The thing about working as an artist is that you never realize how much of the work is on top of making the actual art. I was remembering how when I started out, I would visit the studios of more established artists and couldn’t begin to grasp how they ran the show. It’s taken years to slowly put each piece in place. Every day there’s new problems to solve, but if you can solve them in a way that sticks— so that from now on that issue is covered, eventually you come up with an efficient system for supporting the most important work you do, which is the art.

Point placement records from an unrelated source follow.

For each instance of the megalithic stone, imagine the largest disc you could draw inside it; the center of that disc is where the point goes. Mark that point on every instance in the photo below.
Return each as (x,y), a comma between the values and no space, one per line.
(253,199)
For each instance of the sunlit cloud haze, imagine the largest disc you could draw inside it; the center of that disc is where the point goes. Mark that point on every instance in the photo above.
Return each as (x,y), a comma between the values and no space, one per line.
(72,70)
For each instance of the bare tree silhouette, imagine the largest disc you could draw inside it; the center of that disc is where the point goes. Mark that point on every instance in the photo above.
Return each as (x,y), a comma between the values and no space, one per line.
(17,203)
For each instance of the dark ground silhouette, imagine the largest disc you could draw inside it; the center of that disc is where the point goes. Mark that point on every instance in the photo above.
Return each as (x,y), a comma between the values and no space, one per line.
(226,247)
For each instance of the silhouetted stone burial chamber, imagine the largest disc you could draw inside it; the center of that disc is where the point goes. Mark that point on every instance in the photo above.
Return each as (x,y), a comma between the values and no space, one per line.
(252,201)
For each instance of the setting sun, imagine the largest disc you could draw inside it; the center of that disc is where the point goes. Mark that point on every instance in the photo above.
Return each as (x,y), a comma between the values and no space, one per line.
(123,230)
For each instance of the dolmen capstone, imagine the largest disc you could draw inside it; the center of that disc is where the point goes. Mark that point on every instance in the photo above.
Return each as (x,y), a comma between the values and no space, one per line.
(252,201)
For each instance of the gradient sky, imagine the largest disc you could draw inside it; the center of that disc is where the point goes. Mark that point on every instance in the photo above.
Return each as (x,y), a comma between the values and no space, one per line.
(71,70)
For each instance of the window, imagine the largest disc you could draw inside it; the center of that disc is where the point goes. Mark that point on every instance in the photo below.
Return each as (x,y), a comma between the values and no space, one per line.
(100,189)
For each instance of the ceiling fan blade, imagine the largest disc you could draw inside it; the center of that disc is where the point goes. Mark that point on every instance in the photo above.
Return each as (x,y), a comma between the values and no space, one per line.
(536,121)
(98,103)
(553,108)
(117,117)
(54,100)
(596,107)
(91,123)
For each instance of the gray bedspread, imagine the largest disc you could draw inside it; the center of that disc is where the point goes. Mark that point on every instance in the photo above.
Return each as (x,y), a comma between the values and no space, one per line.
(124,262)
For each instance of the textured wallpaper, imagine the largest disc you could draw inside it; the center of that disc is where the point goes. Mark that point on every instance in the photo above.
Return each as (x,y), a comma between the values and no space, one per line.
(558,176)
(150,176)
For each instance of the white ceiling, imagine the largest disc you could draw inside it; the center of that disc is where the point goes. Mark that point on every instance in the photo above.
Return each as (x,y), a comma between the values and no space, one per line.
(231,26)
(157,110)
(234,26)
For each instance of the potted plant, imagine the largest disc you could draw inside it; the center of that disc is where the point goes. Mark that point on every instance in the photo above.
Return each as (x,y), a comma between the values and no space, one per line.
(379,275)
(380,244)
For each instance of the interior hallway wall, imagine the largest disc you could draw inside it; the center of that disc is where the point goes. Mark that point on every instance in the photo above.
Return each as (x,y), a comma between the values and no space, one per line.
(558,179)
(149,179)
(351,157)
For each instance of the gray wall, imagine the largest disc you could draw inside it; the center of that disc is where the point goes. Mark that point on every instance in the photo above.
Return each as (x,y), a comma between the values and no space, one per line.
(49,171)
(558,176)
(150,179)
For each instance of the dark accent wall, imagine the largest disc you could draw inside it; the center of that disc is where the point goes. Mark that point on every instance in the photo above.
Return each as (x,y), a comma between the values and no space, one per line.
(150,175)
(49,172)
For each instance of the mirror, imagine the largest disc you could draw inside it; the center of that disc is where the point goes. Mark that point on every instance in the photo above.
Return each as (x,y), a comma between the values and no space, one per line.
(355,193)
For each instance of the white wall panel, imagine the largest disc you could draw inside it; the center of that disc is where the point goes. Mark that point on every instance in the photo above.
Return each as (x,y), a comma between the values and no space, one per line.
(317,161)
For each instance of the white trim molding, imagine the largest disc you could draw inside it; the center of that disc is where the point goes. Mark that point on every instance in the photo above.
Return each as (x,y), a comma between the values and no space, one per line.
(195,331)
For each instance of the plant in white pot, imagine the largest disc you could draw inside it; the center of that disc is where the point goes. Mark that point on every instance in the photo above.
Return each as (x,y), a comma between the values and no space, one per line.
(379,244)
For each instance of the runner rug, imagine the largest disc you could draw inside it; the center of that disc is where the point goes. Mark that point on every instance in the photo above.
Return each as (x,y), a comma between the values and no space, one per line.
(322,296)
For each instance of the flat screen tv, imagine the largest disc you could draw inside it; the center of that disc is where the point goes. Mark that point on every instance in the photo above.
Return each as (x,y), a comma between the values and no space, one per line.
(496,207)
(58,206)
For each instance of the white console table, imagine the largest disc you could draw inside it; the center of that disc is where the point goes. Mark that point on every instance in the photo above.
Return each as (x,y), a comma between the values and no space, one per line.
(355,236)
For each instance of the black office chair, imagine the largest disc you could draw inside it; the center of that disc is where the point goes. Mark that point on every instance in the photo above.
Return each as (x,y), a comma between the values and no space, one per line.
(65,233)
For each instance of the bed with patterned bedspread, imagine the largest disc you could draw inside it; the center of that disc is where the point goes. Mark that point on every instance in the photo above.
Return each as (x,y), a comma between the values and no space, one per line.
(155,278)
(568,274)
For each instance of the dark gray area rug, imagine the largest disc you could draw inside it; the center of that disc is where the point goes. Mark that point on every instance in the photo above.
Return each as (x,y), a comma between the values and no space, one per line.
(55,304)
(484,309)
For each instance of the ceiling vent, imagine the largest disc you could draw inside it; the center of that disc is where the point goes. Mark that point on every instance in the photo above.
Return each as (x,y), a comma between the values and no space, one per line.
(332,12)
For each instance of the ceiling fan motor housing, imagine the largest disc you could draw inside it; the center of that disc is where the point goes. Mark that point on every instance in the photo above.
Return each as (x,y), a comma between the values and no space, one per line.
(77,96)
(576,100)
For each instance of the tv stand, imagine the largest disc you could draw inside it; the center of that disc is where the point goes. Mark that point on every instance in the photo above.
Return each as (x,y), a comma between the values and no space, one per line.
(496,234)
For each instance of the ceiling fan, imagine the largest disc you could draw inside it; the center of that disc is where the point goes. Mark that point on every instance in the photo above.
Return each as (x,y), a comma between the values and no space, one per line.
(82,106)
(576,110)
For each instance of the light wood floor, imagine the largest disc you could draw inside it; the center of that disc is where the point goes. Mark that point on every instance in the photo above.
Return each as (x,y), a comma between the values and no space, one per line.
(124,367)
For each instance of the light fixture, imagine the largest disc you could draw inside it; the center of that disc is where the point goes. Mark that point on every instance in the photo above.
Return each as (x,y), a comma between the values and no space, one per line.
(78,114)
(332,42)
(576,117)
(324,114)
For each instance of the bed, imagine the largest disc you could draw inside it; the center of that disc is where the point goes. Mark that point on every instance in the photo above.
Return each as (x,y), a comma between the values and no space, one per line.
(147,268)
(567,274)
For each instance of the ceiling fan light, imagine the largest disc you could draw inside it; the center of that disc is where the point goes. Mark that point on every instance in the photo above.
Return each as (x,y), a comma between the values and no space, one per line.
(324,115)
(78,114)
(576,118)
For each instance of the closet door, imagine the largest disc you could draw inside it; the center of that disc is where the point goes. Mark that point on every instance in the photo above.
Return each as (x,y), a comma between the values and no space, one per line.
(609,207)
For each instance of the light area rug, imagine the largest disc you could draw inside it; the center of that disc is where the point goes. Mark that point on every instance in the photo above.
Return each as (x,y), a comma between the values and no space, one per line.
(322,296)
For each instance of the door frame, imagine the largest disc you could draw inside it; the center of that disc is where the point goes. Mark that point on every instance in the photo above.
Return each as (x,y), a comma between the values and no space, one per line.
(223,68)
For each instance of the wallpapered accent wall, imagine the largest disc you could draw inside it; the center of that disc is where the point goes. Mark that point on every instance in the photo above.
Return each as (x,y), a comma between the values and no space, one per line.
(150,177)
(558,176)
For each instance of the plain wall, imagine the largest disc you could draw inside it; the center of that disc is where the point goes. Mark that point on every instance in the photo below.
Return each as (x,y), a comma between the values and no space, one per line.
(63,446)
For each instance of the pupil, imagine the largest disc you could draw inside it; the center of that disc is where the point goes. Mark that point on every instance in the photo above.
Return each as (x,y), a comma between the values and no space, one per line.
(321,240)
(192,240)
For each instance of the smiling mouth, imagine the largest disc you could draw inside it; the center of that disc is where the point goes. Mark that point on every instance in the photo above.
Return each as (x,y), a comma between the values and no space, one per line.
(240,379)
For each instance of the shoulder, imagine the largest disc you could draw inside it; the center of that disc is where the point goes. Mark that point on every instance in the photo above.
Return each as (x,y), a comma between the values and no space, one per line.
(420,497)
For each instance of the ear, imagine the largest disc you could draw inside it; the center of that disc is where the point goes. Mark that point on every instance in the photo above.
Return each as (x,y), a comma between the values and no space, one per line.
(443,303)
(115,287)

I’ve got some support staff now, but still, most of the work and most of the problem solving comes down to me. I like to keep it close to hand… but the only way to do that is to work long hours, get organized as hell, and meet every deadline early. The weird thing maybe is learning that the better I get at getting things done, the more I do. I seem to just keep taking on more and more projects and finding time to do all of them by increasing the efficiency of how I do them.
It’s a crazy circus, but I’ve never loved life more.